Some subtle questions in measure theory This is the definition of 'almost everywhere' in Folland Real Analysis. 

If $(X,\mathcal{M},\mu)$ is a measure space, a set $E \in \mathcal{M}$ such that $\mu(E) = 0$ is called a null set.  By subadditivity, any countable union of null sets is a null set, a fact which we shall use frequently.  If a statement about points $x\in X$ is true except for $x$ in some null set, we say that it is true almost everywhere (abbreviated a.e.), or for almost every $x$.  (If more precision is needed, we shall speak of a $\mu$-null set, or $mu$-almost everywhere.)

But, there is something ambiguous in the def.
What I understand is that a statement on X is almost everywhere true if the subset of X in which the given statement is not true is a 'null-set' itself. It seems to be true in the context...but the folland book is written somewhat ambiguously..
Am I correct?
 A: You are not completely correct.
Ordinarily, one says (and I interpret Folland as meaning this) that a property $E(x)$ is valid ($\mu$-)almost everywhere, if there is a ($\mu$-)null set $N \in \mathcal{M}$ such that $E(x)$ is true for all $x \in X \setminus N$.

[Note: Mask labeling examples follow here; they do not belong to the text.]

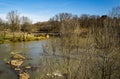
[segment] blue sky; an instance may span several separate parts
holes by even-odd
[[[5,19],[9,11],[18,10],[21,16],[38,22],[62,12],[103,15],[116,6],[120,0],[0,0],[0,17]]]

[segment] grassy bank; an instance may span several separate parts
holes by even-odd
[[[33,34],[27,33],[14,33],[14,37],[12,33],[6,33],[5,36],[3,33],[0,35],[0,44],[9,43],[9,42],[22,42],[22,41],[36,41],[47,39],[46,36],[35,37]]]

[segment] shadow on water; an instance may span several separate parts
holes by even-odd
[[[24,65],[39,63],[42,45],[47,41],[31,41],[20,43],[0,44],[0,79],[17,79],[16,73],[6,64],[11,57],[11,52],[22,53],[32,60],[26,60]]]

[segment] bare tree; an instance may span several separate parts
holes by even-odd
[[[20,31],[20,18],[19,18],[19,14],[17,11],[11,11],[7,14],[7,19],[8,19],[8,23],[11,26],[11,30],[13,32],[13,39],[15,37],[14,32],[15,31]]]

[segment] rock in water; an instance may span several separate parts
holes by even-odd
[[[29,79],[29,78],[30,78],[30,75],[26,72],[19,74],[19,79]]]
[[[12,66],[19,67],[19,66],[21,66],[23,64],[23,62],[24,62],[23,60],[11,60],[10,64]]]
[[[25,60],[25,57],[20,55],[20,54],[14,54],[11,58],[13,59],[22,59],[22,60]]]

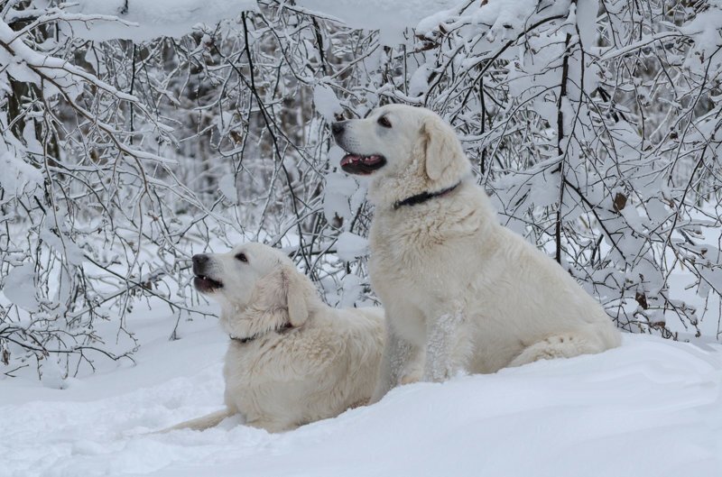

If the set $M := \{x \in X\mid E(x) \text{ is true}\}$ is measurable, then this is the same as saying that $M^c$ is a null-set.
But it can happen that $M$ is not measurable, although $E(x)$ holds almost everywhere.
For a (trivial) example, consider $X = \Bbb{N}$, $\mathcal{M} = \{\emptyset, X\}$ and $\mu \equiv 0$. Then every property holds almost everywhere (we can take $N = X$), but if $E(x)$ means (e.g.) that $x$ is even, then $M$ is not measurable.
This is somewhat related to the concept of a complete measure space (this is treated in Folland), which is a measure space with the property that if $N \in \mathcal{M}$ has measure $0$ and if $M \subset N$, then $M \in \mathcal{M}$.
The measure space given above is not complete.
In complete measure spaces, both formulations are easily seen to be equivalent.